Earlier in the year, we traveled to northern Colorado to scope out an imaginary town for Viridian Farms, the intentional community created by my book protagonists, and the setting for life... and a few deaths... in my murder mystery. I expected to see a lot of cattle since this is ranch land, but I didn't anticipate quite so many wind farms. I knew they existed, but driving through the depth of them, rather than just along side a row along the highway, was a rather dramatic and intense experience. See that shadow on the road above? That's from a windmill blade. They all move toward you, creating a surreal feeling of vertigo as you travel. It felt incredibly unpleasant.


Modern windmills are massive in size. My mindset about them before driving through this metal forest was definitely positive. After all, wind energy is more efficient and kinder to the environment. Right? I started questioning that premise when I viewed, up close, the incredible size of those metal towers, and the astounding amount of energy it must take to manufacture as well as transport them to their final locations. Wow. Just wow. 


There could be another book in my Morristown series related to the wind energy industry. It might not be the bucolic answer to fracking (another burgeoning energy industry in Colorado) I thought it might be. More research is required.


More importantly to the first book in the series - would my book characters want to live in the moving shadows and intense energy of these turning giants? Would you?

3 comments:

Bob Sanchez said...

I've seen the individual blades being transported on the backs of flatbed trucks in southern California. They are humongous. When I first saw a huge field of these windmills there, I imagined Don Quixote bravely charging them on his steed Rocinante.

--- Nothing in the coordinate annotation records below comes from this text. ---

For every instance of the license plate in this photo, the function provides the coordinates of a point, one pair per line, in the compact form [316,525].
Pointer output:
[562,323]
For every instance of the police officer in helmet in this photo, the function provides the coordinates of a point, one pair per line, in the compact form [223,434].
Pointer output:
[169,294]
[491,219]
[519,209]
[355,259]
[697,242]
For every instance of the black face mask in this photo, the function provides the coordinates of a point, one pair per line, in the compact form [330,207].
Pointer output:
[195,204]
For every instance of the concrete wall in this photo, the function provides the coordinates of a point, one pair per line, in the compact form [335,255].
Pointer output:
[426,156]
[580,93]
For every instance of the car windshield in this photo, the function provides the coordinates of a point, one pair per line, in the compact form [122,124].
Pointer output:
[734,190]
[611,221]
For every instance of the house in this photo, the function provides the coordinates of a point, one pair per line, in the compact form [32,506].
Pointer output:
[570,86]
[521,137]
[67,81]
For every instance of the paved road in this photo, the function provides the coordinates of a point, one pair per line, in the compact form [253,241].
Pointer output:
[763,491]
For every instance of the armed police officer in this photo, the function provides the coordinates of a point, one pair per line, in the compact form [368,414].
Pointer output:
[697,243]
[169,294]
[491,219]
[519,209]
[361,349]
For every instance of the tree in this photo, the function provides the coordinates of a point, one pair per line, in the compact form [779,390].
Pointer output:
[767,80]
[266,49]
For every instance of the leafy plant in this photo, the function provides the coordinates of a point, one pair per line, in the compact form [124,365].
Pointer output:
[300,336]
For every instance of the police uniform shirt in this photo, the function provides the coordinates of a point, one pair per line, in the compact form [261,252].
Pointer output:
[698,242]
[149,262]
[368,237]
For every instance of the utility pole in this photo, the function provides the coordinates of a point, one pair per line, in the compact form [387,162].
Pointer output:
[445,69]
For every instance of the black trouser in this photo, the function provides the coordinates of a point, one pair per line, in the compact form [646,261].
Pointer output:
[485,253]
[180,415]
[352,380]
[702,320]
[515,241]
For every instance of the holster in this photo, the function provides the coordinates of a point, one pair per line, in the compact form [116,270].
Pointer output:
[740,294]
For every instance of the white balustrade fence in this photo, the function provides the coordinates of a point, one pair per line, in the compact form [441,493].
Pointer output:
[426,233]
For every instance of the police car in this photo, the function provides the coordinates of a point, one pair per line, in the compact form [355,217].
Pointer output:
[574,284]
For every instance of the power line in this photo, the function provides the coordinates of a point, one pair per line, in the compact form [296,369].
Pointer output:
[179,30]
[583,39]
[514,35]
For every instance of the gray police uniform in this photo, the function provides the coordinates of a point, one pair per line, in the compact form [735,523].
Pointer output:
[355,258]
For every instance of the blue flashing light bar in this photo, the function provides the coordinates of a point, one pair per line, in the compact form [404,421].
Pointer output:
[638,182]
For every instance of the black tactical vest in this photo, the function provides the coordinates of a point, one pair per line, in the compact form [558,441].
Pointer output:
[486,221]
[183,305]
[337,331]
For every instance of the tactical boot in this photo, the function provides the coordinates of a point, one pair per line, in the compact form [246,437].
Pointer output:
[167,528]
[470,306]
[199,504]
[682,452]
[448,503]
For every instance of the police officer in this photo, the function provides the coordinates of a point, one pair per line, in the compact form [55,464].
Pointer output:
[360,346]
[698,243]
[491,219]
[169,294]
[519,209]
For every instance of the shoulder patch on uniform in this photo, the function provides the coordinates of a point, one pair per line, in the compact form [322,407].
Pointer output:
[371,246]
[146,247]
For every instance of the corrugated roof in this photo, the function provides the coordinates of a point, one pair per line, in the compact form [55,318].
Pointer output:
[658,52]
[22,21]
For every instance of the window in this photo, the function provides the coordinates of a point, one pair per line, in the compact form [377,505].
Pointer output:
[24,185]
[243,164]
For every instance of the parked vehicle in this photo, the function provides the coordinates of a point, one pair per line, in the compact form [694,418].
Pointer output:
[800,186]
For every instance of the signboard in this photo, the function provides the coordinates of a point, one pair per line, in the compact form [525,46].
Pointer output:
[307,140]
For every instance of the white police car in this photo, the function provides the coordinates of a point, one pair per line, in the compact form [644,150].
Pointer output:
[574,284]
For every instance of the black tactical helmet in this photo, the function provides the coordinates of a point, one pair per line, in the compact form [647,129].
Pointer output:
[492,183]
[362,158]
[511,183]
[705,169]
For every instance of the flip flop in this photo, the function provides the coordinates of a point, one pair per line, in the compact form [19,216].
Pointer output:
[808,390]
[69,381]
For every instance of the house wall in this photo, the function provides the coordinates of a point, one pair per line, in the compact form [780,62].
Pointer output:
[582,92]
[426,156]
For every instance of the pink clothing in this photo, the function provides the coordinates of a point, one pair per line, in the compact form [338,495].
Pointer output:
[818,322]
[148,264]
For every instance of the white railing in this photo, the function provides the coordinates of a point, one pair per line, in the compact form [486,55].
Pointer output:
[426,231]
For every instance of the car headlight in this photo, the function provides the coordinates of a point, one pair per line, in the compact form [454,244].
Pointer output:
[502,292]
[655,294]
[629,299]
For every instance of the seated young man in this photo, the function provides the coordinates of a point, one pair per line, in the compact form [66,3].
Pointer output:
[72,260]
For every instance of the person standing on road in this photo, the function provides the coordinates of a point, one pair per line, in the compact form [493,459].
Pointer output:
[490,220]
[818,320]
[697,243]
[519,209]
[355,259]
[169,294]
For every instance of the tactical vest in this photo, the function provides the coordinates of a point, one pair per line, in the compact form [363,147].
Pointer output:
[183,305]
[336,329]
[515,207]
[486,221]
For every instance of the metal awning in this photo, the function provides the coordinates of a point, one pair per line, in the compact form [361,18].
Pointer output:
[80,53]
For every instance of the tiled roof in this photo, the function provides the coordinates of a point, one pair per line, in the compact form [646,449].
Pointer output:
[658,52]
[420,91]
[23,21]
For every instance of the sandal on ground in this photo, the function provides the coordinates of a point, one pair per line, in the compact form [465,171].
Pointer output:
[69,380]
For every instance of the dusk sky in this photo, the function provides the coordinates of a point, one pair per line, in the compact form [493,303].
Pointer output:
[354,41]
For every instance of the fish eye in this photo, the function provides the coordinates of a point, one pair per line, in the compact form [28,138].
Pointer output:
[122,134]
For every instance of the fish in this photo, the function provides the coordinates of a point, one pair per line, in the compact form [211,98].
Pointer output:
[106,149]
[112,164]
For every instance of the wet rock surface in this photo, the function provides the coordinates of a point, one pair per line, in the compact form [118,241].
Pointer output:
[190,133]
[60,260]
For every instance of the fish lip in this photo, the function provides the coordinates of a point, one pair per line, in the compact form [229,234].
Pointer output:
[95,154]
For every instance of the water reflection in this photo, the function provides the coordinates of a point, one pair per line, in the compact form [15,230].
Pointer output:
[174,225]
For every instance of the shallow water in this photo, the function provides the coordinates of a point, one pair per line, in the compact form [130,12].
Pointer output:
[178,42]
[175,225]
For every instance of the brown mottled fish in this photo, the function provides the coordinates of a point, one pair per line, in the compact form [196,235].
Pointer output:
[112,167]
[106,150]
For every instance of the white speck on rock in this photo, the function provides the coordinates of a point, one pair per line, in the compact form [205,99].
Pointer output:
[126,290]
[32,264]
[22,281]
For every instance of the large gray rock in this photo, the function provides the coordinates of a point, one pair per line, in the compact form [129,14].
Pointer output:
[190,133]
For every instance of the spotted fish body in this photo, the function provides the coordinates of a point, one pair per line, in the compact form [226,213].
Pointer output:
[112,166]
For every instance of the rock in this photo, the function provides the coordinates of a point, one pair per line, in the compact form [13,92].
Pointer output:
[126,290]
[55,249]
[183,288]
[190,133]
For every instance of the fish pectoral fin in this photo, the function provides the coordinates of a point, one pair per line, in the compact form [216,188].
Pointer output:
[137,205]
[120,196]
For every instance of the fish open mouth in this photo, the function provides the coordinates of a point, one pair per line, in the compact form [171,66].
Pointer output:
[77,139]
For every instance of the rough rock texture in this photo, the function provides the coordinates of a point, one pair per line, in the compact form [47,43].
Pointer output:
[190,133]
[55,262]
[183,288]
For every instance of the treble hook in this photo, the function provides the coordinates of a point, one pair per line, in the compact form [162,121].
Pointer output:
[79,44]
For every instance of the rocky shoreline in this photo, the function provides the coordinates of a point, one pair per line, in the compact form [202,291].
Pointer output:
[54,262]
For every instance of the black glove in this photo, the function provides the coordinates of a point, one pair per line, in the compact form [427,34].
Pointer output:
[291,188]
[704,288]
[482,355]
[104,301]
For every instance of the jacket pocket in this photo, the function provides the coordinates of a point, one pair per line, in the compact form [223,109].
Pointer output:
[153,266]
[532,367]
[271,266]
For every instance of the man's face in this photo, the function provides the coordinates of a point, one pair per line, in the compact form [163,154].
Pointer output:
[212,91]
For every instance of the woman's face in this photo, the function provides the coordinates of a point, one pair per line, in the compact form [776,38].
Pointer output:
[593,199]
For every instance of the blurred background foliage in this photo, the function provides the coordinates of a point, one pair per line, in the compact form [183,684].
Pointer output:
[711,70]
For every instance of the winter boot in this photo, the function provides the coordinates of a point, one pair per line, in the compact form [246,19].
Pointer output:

Do windmills pose any environmental challenges? They certainly seem beneficial, if unsightly.

Susan Gourley/Kelley said...

Those fields of windmills are spooky if you're driving by them during fogging conditions. I know they endanger birds but they seem a better cleaner source of energy than most choices.

Anonymous said...

Great post today with information your travels have now provided me. Worth your speculation on a new setting for a mystery.